I think this is a "natural" foot method she learned....anyone else have any knowledge on this?

Angie


----------



## FlatCreekFarm (Aug 25, 2007)

[SIZE=10pt]Angie, I sent for the hoof packet from ADMS (haven't received it yet). Here is the website: [/SIZE]

ADMS website

(Their e-mail is [email protected])

Someone said it was only a couple of bucks, but when I e-mailed them here was their response:

"Yes, it is a lot of information about donkey hooves , and general info on trimming.

If you can please send a postal mailing address, we can send it with the billing slip (it's $10)."

We have a farrier friend, familiar with donkey hooves, and he is also going to guide us through the first time.. thank goodness :aktion033:


----------



## MeadowRidge Farm (Aug 25, 2007)

The angel of a donkeys hoof is differant them a horse, so if you have never done a donkey before I would suggest you watch a farrier who is familiar with donkey hooves a few times before you try to do your own. Once your donkey is trimmed to the right angel, then you can just file as long as you keep the angle right. ADMS does put out a packet on donkey and trimmings, but when I got it I only paid ..around $4.00 but that was awhile ago. If Shawna reads this, I think she has a good site on natural trimming. Corinne


----------



## VerticallyChallenged (Aug 25, 2007)

Thanks,

I've got a call into my farrier to see if he can guide me with this or if I need to find someone else to do it... I didn't know ADMS offered that packet...I just sent a bunch of paperwork into them...I will contact her and see. It seems like the angles of their hooves are more similar to my clubfooted mini than a regular horse. I do his feet...after my farrier walked me through it several times. He comes out for two of my full sized horses, both of them need some corrective trimming, so he's checked my work. I figured after being familiar with working with my mini's angles, this should be easy for me to grasp. I will look into that packet, and talk to my farrier as well. He's not due out here for another month yet, and I was hoping to get more informed before he comes, so I have a better understanding.

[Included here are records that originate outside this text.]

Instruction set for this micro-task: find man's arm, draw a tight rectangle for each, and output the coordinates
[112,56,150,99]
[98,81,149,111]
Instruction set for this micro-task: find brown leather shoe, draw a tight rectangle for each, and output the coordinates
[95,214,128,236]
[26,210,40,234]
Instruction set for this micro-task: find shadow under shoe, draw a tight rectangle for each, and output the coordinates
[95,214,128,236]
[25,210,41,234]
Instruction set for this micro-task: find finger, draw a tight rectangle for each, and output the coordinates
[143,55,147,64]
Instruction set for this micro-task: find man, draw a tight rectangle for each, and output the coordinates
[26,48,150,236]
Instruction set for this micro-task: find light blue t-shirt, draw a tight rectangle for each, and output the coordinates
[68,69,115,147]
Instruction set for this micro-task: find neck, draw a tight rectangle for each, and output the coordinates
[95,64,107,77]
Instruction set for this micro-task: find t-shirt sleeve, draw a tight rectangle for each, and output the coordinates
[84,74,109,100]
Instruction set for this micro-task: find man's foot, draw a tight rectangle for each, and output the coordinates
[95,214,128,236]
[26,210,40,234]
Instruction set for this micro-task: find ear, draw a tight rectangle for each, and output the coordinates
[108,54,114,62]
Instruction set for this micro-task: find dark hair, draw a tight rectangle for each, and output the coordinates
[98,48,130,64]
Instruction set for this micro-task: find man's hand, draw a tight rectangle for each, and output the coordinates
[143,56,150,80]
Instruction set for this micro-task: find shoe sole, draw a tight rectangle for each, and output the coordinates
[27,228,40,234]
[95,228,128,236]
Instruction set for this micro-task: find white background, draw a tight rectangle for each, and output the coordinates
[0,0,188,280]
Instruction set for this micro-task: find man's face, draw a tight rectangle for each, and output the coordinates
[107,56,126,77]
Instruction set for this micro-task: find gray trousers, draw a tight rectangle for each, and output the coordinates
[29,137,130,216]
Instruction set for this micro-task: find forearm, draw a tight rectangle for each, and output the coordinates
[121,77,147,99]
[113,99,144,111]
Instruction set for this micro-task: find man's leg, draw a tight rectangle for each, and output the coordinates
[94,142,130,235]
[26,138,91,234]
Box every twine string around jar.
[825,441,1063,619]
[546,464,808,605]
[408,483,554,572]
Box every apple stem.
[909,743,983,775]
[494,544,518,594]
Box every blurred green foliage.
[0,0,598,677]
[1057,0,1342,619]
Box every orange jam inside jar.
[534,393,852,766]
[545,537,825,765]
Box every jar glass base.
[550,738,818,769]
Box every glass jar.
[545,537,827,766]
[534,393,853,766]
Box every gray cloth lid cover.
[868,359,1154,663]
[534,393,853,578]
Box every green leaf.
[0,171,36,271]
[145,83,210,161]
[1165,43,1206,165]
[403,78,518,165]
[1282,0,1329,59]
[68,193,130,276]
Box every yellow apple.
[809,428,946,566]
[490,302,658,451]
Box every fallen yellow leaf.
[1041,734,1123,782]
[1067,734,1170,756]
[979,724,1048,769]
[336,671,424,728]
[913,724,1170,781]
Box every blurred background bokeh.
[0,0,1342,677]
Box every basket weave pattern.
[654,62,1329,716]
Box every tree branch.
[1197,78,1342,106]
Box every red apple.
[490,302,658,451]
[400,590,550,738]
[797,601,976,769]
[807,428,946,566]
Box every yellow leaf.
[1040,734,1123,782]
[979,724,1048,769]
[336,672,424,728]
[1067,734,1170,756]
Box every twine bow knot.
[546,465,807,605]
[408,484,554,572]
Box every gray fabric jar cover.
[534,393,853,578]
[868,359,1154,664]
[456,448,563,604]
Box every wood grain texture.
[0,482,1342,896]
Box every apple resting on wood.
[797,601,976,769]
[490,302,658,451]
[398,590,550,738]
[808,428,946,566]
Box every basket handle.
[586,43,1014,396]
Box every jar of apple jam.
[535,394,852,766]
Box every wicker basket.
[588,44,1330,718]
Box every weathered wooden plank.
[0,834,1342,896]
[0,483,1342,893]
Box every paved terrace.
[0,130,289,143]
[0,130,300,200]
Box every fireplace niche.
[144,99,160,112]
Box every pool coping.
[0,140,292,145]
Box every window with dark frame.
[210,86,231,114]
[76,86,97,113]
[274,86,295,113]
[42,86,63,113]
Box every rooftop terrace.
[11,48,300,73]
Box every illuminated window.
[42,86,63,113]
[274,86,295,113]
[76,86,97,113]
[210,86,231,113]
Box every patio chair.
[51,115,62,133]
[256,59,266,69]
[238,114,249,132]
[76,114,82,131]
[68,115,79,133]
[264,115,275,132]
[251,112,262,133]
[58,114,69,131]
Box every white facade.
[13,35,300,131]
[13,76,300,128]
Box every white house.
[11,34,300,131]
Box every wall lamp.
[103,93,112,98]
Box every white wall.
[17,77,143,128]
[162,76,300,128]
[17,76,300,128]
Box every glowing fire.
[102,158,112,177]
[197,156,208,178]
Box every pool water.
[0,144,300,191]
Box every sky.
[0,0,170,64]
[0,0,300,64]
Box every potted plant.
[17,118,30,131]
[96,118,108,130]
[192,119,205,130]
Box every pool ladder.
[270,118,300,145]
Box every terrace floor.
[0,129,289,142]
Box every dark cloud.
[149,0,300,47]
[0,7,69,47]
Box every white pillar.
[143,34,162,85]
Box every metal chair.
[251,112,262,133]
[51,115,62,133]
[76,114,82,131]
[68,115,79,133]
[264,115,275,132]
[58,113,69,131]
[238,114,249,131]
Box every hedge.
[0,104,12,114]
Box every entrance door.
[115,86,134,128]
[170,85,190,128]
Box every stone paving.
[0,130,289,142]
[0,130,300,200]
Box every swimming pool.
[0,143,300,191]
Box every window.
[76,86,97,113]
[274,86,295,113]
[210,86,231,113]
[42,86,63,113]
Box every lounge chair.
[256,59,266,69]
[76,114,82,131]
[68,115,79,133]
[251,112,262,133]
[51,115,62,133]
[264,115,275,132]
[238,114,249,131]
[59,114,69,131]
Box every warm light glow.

I was just curious with what my friend said...she files all of her critters (foals, to donkeys, to drafts) very regularly (like weekly) instead of having them trimmed every 8 weeks or so. Seems like if you have the angles as they should be, and keep on it, that it makes sense....

Angie


----------



## JumpinJackFarm (Aug 26, 2007)

Angie...this is the BEST site





:

TrimmingDonksHooves

It is a slide show and it VERY informative.

Shawna shared this site with us awhile back.


----------